The division rule for zero will be the same in every base.



Exactly the same as base ten: is it an integer?

The division rule for 1 will be the same in every base.



Exactly the same as base ten: is the last digit divisible by two?

Two is a divisor of ϟѦ03495Ѧ349ϟ3Ѧ091ϟ3495159Ѧ because two is a divisor of Ѧ.

This still works because 2 divides twelve. So if the last digit is 0, 2, 4, 6, 8, or Ѧ, the number is divisible by 2.



This is the first thing that is different. Is the last digit divisible by three?

Three is a divisor of 81Ѧϟ125ϟ7ϟ934589 because three is a divisor of 9.

This works because 3 divides twelve. So if the last digit is 0, 3, 6, or 9, the number is divisible by 3.



Is the last digit divisible by four?

Four is a divisor of Ѧ0466208ϟ490Ѧ34Ѧ090 because four is a divisor of 0.

This works because 4 divides twelve. So if the last digit is 0, 4, or 8, the number is divisible by 4.


This is the first hard one, it's sort of like it's somewhere between the rules for eleven and seven in base ten. You break up the digits into groups of two, add the lowest, subtract the next lowest, add the next, subtract the one after, and so on.
Of course, you can't do that when there are only two digits, but in that case there's another rule. Actually, there's more than one. Use which ever one is easier. You can either multiply the twelves digit by 2 and add the ones digit, or you can multiply the ones digit by -2 and add the twelves digit.

So take a number, say: ϟѦ0943530048Ѧ513, then break it up:
then cry because you don't have a calculator that operates in base twelve which means that you have to work out the addition and subtraction yourself. Of course, if you did have a base twelve calculator handy, you could just use that to see if it's divisible by five without a division rule.

I may very well be getting all of this wrong and I'm not going to do it in one step, but I think that, combing terms pairwsie I get this:
-ϟ1+10+48-92= -Ѧ1-46 = -127

Then repeat:
+1-27= -26

Now we use one of the other rules:
We could say -2*2 + (-6) = -4 -6 = -Ѧ which is divisible by five.
Or we could say -2 + -6*(-2) = -2 +10 = Ѧ which is likewise divisible by five.

So, in theory at least, it is divisible by five. Is that actually true? Do I have to check? Ok, I'll check (says the idiot who typed in a random 15 digit number.)  My calculator says that that's equal to 15199987645464555 base ten, so yes, it is divisible by five. Lucky random number punching I guess, it has to happen one out of five times.

The first rule works because five divides 101 base twelve, meaning 100 base twelve is -1 mod five. So it's just like the sevens rule in base ten, but with one less digit.
The first of the other rules is because 10 = 2 (mod 5) base twelve. So we can replace every instance of 10 with 2, as in -26 = -2*10 -6= -2*2 -6 (mod 5).
The second is another case of this being like seven in base ten.
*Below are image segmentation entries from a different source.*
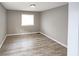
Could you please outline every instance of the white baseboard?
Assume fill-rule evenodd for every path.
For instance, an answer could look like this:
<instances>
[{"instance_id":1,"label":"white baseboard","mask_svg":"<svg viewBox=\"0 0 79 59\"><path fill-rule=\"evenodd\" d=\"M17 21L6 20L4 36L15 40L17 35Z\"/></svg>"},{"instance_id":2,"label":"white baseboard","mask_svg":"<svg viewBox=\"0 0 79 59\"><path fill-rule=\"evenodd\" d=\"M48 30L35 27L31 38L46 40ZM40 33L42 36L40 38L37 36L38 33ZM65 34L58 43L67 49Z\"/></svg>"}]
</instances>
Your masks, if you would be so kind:
<instances>
[{"instance_id":1,"label":"white baseboard","mask_svg":"<svg viewBox=\"0 0 79 59\"><path fill-rule=\"evenodd\" d=\"M52 38L52 37L50 37L50 36L48 36L48 35L46 35L46 34L44 34L44 33L42 33L42 32L40 32L40 33L41 33L41 34L43 34L43 35L45 35L46 37L48 37L48 38L50 38L50 39L54 40L55 42L59 43L60 45L62 45L62 46L64 46L64 47L66 47L66 48L67 48L67 45L65 45L65 44L63 44L63 43L61 43L61 42L57 41L56 39L54 39L54 38Z\"/></svg>"},{"instance_id":2,"label":"white baseboard","mask_svg":"<svg viewBox=\"0 0 79 59\"><path fill-rule=\"evenodd\" d=\"M17 34L7 34L7 36L13 36L13 35L24 35L24 34L35 34L39 32L30 32L30 33L17 33Z\"/></svg>"},{"instance_id":3,"label":"white baseboard","mask_svg":"<svg viewBox=\"0 0 79 59\"><path fill-rule=\"evenodd\" d=\"M4 43L5 39L6 39L6 37L7 37L7 35L5 35L5 37L3 38L2 42L0 43L0 48L2 47L2 45L3 45L3 43Z\"/></svg>"}]
</instances>

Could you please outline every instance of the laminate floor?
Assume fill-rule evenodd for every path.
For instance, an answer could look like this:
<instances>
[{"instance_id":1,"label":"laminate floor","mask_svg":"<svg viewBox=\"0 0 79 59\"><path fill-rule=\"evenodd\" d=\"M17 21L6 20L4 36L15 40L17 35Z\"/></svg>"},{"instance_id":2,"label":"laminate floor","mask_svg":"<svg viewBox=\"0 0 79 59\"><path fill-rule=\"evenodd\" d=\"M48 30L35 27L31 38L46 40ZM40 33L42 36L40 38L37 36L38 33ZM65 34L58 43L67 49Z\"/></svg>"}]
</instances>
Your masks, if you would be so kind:
<instances>
[{"instance_id":1,"label":"laminate floor","mask_svg":"<svg viewBox=\"0 0 79 59\"><path fill-rule=\"evenodd\" d=\"M66 56L67 49L42 34L8 36L0 56Z\"/></svg>"}]
</instances>

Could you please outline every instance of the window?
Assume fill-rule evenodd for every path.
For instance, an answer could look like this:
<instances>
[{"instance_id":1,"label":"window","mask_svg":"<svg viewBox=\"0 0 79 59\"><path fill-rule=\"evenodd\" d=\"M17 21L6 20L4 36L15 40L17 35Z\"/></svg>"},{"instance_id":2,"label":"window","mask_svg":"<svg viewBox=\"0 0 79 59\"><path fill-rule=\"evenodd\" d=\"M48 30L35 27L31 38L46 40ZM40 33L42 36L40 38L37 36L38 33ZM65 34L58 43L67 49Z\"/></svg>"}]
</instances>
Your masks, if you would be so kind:
<instances>
[{"instance_id":1,"label":"window","mask_svg":"<svg viewBox=\"0 0 79 59\"><path fill-rule=\"evenodd\" d=\"M22 26L34 25L34 15L22 14Z\"/></svg>"}]
</instances>

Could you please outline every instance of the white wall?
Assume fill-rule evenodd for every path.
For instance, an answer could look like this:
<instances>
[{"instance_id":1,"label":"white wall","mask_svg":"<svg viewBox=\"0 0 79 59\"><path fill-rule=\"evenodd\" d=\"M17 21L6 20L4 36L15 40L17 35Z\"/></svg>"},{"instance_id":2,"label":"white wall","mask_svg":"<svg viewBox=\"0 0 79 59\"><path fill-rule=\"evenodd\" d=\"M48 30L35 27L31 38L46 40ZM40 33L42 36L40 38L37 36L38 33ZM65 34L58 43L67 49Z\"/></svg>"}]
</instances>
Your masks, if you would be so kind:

You see 5 divides 21 base 12, so we can use the same trick we used with seven in base ten. -20 = 1 (mod 5) base twelve. So that means that we can take the -2*10 -6 from before and multiply it by -2 to get -2*(-20) – 6*(-2) = -2 – 6*(-2) (mod 5).
So basically it comes down to which digit you'd rather multiply by two. If things would be easier multiplying the twelves digit, multiply it by two, if it would be easier to multiply the ones digit, multiply it by negative two. Here, with the digits being 2 and 6, either way is easy, but maybe another time you don't remember what ϟ times two is, so if that shows up you'd rather use a different digit. Also, generally, the math will be simpler if you multiply the smaller number.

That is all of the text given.